The Guardian: “Israel-Palestine: the real reason there’s still no peace”

The real explanation for the past decades of failed peace negotiations is not mistaken tactics or imperfect circumstances, but that no strategy can succeed if it is premised on Israel behaving irrationally. Most arguments put to Israel for agreeing to a partition are that it is preferable to an imagined, frightening future in which the country ceases to be either a Jewish state or a democracy, or both. Israel is constantly warned that if it does not soon decide to grant Palestinians citizenship or sovereignty, it will become, at some never-defined future date, an apartheid state. But these assertions contain the implicit acknowledgment that it makes no sense for Israel to strike a deal today rather than wait to see if such imagined threats actually materialise. If and when they do come to be, Israel can then make a deal. Perhaps in the interim, the hardship of Palestinian life will cause enough emigration that Israel may annex the West Bank without giving up the state’s Jewish majority. Or, perhaps, the West Bank will be absorbed by Jordan, and Gaza by Egypt, a better outcome than Palestinian statehood, in the view of many Israeli officials.

Nathan Thrall

That’s a damn valid reason! Israel (as a state) has little to lose from the status quo, given the unwillingness of the international community to impose tough sanctions. This lack of resolve is somewhat understandable, seeing how Israel is the only real long-term ally of Western democracies in a region largely controlled by military and religious autocracies – including Turkey lately. On the other hand, it exposes a dangerous double-standard, if we compare it, for example, with Russia’s incursion in Crimea, where sanctions were swiftly imposed.
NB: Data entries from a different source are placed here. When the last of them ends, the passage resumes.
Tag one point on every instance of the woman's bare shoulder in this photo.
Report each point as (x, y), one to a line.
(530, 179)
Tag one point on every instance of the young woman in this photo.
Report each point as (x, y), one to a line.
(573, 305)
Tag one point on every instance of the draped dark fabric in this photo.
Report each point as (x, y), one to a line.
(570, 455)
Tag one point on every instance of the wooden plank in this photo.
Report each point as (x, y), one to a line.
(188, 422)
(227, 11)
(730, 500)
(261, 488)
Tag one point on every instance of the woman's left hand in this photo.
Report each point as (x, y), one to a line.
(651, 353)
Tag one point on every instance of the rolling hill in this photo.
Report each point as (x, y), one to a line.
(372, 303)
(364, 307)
Since the end of the cold war, the United States has not so much as considered using the sort of pressure it once did, and its achievements during the past quarter-century have been accordingly meagre. US policymakers debate how to influence Israel, but without using almost any of the power at their disposal, including placing aid under conditions of changes in Israeli behaviour, a standard tool of diplomacy that officials deem unthinkable in this case.

Listening to them discuss how to devise an end to occupation is like listening to the operator of a bulldozer ask how to demolish a building with a hammer. The former Israeli defence minister Moshe Dayan once said: Our American friends offer us money, arms and advice. We take the money, we take the arms, and we decline the advice. Those words have become only more resonant in the decades since they were uttered.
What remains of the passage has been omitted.